[Date Prev][Date Next][Thread Prev][Thread Next][Date index][Thread index]

Re: st: Query regarding removing duplicates

From   Maarten buis <>
Subject   Re: st: Query regarding removing duplicates
Date   Thu, 8 May 2008 13:19:55 +0100 (BST)

--- Katrina Roper <> wrote:
> In my dataset on hospitalisation data there are people who have been 
> admitted to Hospital A then transferred (usually within days) to  
> Hospital B. This appears as two separations or instances of service  
> for the same person. However, it should only be counted once. The  
> usual way of dealing with this is to drop all the second instances
> and  use only the data for the primary admission (apparently).
> However, this isn't possible (at this stage) with my dataset.
> At discharge, people are discharged "home", "deceased" or
> "transferred  to another hospital'' etc.
> However, at admission, they are sometimes "via ward" but are mostly  
> "via accident and emergency". All the people who are discharge "to  
> another hospital" have been readmitted for continuation of care in  
> Hospital B through "accident and emergency".
> Thus, I cannot identify the records for those people being
> transferred in, which are the records I want to drop.
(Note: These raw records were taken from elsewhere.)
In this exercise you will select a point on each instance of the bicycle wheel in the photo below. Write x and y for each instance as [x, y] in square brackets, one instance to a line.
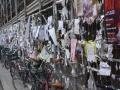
[7, 64]
[17, 81]
[38, 86]
[12, 68]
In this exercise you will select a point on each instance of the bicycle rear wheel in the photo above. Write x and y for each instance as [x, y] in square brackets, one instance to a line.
[17, 81]
[7, 64]
[38, 86]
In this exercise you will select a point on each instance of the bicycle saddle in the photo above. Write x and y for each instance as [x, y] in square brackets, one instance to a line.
[58, 85]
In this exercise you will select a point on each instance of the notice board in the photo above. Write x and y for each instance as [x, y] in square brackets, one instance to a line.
[112, 21]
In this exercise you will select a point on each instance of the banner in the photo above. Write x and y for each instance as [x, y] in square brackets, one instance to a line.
[112, 21]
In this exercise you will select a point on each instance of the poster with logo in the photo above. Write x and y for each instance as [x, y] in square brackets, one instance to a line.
[112, 21]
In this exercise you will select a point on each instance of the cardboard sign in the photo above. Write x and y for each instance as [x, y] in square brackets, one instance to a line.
[112, 22]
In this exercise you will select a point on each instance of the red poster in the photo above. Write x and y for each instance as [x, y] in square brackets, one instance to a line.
[112, 20]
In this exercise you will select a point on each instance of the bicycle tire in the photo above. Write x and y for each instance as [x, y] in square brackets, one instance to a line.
[7, 64]
[18, 83]
[12, 68]
[37, 86]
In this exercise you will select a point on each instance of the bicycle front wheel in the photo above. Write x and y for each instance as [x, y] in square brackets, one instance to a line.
[17, 82]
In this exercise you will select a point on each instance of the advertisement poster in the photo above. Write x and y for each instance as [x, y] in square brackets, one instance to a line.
[112, 21]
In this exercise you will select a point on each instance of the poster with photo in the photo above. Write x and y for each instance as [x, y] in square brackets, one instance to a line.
[112, 21]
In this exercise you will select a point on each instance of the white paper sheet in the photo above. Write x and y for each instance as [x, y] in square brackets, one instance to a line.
[46, 32]
[94, 10]
[53, 35]
[105, 69]
[90, 51]
[37, 33]
[60, 25]
[49, 20]
[76, 28]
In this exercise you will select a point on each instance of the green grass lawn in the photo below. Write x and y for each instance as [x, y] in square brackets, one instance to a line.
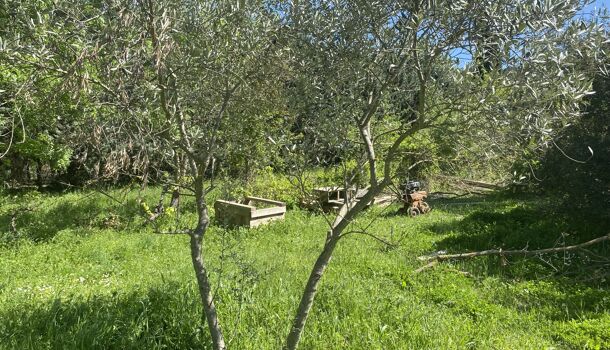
[83, 271]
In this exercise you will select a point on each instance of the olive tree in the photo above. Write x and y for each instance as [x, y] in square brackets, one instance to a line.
[384, 72]
[175, 78]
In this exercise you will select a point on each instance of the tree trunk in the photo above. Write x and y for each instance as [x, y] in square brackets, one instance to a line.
[310, 293]
[205, 290]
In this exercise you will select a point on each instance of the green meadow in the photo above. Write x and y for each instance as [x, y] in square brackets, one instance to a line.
[85, 271]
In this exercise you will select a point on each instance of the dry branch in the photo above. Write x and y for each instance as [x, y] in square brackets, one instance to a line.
[441, 257]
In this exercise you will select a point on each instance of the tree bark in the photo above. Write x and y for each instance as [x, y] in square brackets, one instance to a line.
[205, 289]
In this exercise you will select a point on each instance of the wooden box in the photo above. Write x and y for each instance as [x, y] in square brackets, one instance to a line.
[251, 212]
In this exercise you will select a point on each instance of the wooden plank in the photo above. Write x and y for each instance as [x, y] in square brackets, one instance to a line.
[268, 212]
[265, 200]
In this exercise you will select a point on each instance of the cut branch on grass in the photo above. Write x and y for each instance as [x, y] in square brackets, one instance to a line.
[523, 252]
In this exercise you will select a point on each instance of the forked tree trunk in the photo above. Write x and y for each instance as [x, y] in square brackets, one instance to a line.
[344, 218]
[309, 293]
[203, 282]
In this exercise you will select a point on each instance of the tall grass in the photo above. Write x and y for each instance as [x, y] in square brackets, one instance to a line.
[83, 271]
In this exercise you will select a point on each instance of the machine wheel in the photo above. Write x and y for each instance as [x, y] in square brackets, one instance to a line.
[412, 211]
[424, 207]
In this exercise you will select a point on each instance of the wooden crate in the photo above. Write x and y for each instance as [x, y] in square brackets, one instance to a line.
[332, 198]
[251, 212]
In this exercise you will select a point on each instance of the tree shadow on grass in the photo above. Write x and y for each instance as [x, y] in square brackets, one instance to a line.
[159, 318]
[531, 227]
[41, 224]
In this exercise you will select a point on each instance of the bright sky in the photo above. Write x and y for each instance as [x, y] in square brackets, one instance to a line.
[595, 6]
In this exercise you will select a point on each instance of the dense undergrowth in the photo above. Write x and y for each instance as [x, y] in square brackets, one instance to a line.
[82, 270]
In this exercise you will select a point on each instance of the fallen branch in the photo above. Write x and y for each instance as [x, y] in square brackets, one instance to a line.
[441, 257]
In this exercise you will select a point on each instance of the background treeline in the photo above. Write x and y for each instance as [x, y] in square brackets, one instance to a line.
[61, 124]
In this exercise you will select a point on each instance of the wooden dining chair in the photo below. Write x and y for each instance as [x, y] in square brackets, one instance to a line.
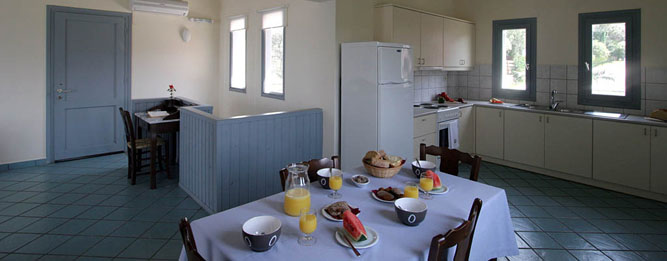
[189, 241]
[461, 237]
[313, 166]
[137, 147]
[450, 159]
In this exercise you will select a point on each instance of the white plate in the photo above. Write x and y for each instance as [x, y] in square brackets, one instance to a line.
[329, 217]
[381, 200]
[373, 238]
[442, 190]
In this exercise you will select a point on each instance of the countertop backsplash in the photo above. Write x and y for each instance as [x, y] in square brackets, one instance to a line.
[428, 84]
[476, 85]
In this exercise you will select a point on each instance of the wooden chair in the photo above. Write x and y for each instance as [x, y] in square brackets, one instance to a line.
[136, 147]
[313, 166]
[189, 241]
[461, 237]
[449, 160]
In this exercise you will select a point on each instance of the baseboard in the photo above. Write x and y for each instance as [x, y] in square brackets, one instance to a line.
[22, 164]
[582, 180]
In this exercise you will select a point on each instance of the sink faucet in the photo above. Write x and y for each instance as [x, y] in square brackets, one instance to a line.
[554, 103]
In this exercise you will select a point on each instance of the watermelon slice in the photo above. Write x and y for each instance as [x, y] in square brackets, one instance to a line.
[436, 179]
[353, 226]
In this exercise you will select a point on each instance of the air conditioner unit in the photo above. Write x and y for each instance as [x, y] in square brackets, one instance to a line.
[172, 7]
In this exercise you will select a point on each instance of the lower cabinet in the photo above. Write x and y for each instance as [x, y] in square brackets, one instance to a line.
[568, 145]
[489, 132]
[659, 160]
[524, 137]
[622, 153]
[428, 139]
[467, 130]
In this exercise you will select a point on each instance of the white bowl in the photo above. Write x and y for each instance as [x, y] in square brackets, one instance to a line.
[361, 185]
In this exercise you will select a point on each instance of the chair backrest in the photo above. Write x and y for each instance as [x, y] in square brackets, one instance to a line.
[129, 128]
[461, 237]
[189, 241]
[313, 166]
[450, 158]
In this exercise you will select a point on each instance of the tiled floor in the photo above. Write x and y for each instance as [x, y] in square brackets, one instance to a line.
[561, 220]
[86, 210]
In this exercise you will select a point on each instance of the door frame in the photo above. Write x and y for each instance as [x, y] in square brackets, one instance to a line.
[51, 10]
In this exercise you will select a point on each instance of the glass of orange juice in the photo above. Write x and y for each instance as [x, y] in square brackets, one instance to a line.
[335, 182]
[411, 190]
[426, 184]
[307, 225]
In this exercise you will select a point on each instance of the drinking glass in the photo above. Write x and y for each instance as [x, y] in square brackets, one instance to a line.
[307, 225]
[426, 184]
[335, 183]
[411, 190]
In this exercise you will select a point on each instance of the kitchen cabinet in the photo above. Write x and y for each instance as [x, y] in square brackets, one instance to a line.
[489, 132]
[568, 145]
[467, 129]
[427, 33]
[524, 137]
[429, 140]
[458, 44]
[659, 160]
[621, 153]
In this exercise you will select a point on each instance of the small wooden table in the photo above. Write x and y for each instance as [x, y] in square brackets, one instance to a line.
[153, 127]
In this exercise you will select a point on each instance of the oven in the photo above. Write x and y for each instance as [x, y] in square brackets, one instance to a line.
[448, 134]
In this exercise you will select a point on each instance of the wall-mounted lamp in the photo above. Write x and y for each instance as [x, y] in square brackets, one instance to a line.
[186, 35]
[201, 20]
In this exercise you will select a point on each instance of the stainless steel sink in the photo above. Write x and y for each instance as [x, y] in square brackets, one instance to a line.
[575, 111]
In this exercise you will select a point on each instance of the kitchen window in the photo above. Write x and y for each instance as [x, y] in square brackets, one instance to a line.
[273, 53]
[609, 59]
[237, 56]
[514, 56]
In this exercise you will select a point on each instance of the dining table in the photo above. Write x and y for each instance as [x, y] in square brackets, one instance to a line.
[219, 236]
[155, 126]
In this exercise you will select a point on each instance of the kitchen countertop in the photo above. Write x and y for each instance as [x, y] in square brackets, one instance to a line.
[512, 106]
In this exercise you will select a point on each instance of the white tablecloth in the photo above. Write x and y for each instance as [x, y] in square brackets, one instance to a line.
[218, 237]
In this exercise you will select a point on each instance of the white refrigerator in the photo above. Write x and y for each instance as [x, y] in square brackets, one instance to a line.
[376, 101]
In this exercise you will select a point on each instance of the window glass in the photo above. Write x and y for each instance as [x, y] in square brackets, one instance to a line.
[608, 61]
[238, 54]
[514, 59]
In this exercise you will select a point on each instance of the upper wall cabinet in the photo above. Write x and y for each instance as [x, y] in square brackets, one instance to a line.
[438, 42]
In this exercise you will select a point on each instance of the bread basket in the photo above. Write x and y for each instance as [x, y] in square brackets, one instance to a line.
[382, 172]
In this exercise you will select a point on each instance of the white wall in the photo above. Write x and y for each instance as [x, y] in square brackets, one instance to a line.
[159, 58]
[310, 61]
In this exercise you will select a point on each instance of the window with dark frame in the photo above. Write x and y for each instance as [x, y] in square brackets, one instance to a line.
[273, 53]
[514, 59]
[237, 57]
[609, 59]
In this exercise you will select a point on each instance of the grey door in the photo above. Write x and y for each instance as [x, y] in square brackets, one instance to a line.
[89, 60]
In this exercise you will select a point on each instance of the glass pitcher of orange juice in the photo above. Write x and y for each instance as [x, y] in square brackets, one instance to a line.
[297, 189]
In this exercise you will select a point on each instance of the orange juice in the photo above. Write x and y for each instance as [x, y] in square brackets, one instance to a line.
[335, 182]
[296, 199]
[308, 223]
[426, 184]
[411, 191]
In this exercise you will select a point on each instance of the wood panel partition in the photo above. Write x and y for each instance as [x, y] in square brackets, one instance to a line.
[228, 162]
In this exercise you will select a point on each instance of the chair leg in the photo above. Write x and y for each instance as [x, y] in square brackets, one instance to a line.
[159, 156]
[166, 160]
[130, 163]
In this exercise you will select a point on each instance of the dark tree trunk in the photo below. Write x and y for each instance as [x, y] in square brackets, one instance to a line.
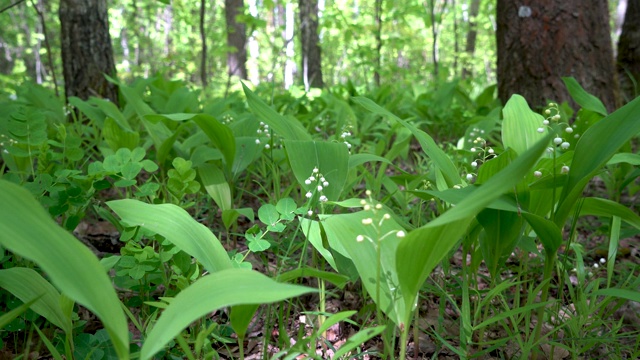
[87, 53]
[541, 42]
[203, 38]
[472, 35]
[236, 39]
[310, 40]
[629, 52]
[378, 34]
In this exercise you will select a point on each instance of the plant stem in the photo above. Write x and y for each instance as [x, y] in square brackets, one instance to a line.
[549, 265]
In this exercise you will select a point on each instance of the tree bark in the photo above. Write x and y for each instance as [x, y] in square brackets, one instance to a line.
[87, 53]
[203, 38]
[628, 64]
[310, 40]
[472, 35]
[540, 42]
[236, 39]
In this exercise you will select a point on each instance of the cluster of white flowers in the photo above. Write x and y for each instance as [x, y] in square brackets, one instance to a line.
[344, 136]
[320, 183]
[264, 131]
[479, 149]
[370, 205]
[553, 115]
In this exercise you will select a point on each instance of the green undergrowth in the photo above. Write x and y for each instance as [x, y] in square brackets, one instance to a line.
[455, 220]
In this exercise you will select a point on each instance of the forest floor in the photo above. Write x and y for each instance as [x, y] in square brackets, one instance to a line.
[102, 237]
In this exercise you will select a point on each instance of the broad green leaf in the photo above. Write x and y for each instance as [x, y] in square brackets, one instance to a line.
[583, 98]
[633, 159]
[511, 313]
[288, 128]
[423, 249]
[71, 266]
[331, 159]
[27, 284]
[177, 226]
[216, 185]
[221, 289]
[336, 279]
[359, 159]
[9, 316]
[437, 155]
[502, 230]
[311, 230]
[89, 111]
[247, 151]
[520, 125]
[608, 208]
[595, 147]
[219, 134]
[548, 232]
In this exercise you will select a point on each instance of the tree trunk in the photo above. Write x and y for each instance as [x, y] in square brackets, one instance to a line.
[540, 43]
[310, 40]
[87, 53]
[378, 35]
[289, 48]
[236, 39]
[203, 38]
[629, 52]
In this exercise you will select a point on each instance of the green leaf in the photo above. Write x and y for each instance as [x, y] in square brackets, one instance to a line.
[9, 316]
[595, 147]
[633, 159]
[116, 137]
[225, 288]
[288, 128]
[286, 207]
[502, 230]
[258, 245]
[631, 295]
[311, 230]
[302, 272]
[437, 155]
[608, 208]
[520, 125]
[70, 265]
[219, 134]
[345, 229]
[359, 159]
[27, 284]
[583, 98]
[331, 159]
[177, 226]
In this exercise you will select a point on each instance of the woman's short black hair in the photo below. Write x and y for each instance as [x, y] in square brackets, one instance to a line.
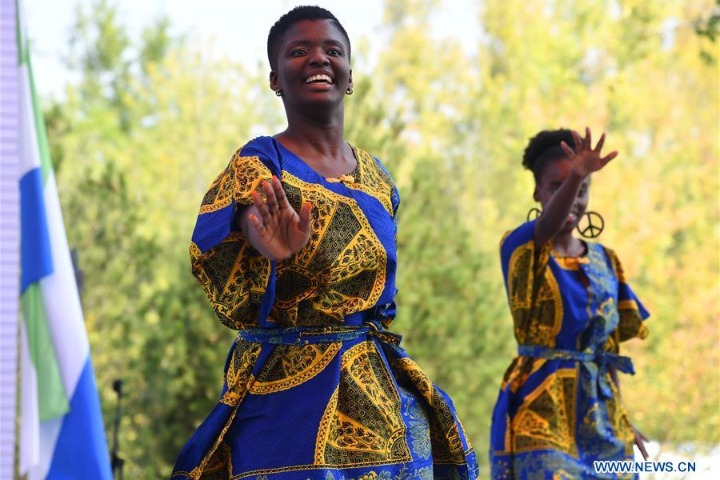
[544, 148]
[297, 14]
Unless I can
> devise some tricky syntax to do this.
> Information that could be useful is the Hospital Record Number (HRN)
> - a unique person identifier; the date of admission to Hospital B -  
> should be the same day or next day to discharge from Hospital A; the 
> fact that their first record is "discharged to another hospital".
> Is there some way of writing code to achieve this:
> drop second record if (the person was discharged to another hospital 
> from the first admission) noting that (the HRN is the same for both  
> instances) & (date of admission at Hospital B will be same day or
> next day to that of admission to Hospital A).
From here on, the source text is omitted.